Ken: Grace loosened up a lot that second time. It was a lot of fun, being a family of four. We did trips to the zoo and took them camping. All of that. As Zak got a bit older, I started teaching him practical things, like how to fish and how to swim. Everything my dad had taught me.
Zak: I loved doing stuff with my dad. I think it was just about having his attention, looking back. I think I always had this sense that Mom loved AJ more, and the way I dealt with that was by getting closer to Dad, I guess.
Ken: All the stuff I did with Zak, I thought I’d do with AJ too, when the time came. But he just wasn’t interested in any of it. He was always off in some imaginary game or other, making up songs, putting on shows. He learned how to do magic tricks, loved playing pranks, that sort of thing. Always a performer.

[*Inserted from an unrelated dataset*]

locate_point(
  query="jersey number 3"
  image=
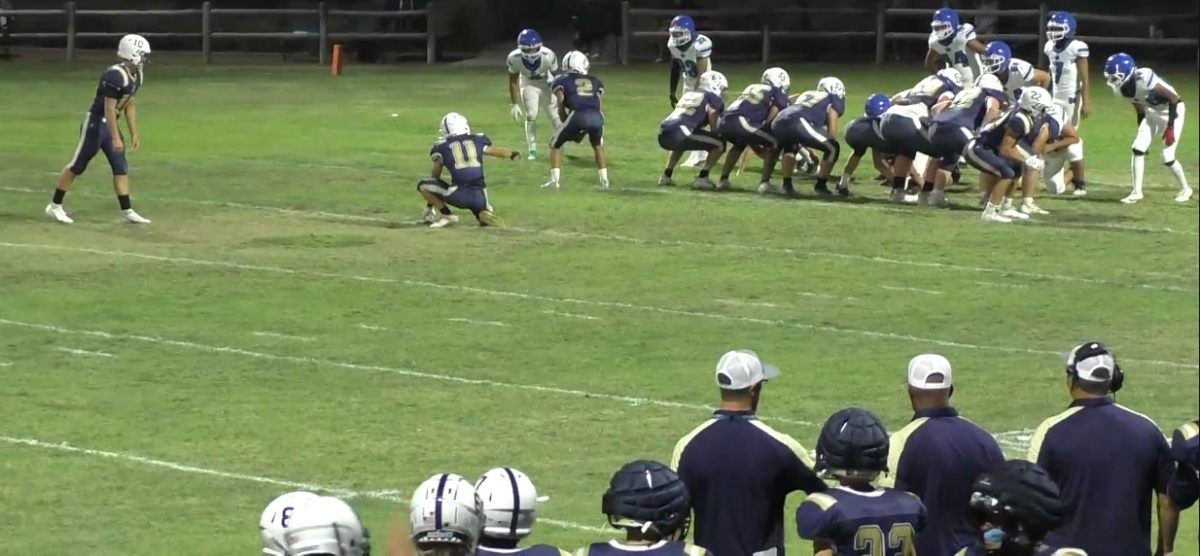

Grace: AJ was born to be a star. He went to this club for kids who were into theatre after school and on Saturdays. They would put on these shows every few months, and AJ was just head and shoulders above everyone else. He had talent to burn.
Zak: I remember going to see AJ’s early shows, yeah. Mom was always super nervous and pretending not to be, and Dad was tapping his legs with his fingers like he was playing an imaginary piano because he hated being still. I loved to see AJ on stage. He was my little brother, and he was awesome.
Ken: I don’t remember when Grace started talking about getting him signed to a talent agency. He was young, I know that much. Maybe first grade? Or second? I wasn’t sure at first, but she was the one who’d taken him to all the classes and spoken to the people who ran them and she said it was essential if he wanted to have a career in show business.
Grace: Yes, I signed him up to an agency young. They wouldn’t have taken him if they couldn’t see the potential, would they?
Zak: Mom was obsessed with AJ’s ‘career’. That’s what she called it, even when he was auditioning for the odd commercial or to model kids’ clothes in catalogues. It was all about him. I wouldn’t say I was jealous, because I never wanted to do that kind of stuff, to be in the spotlight. But I did want my mom to notice me. Doesn’t every kid?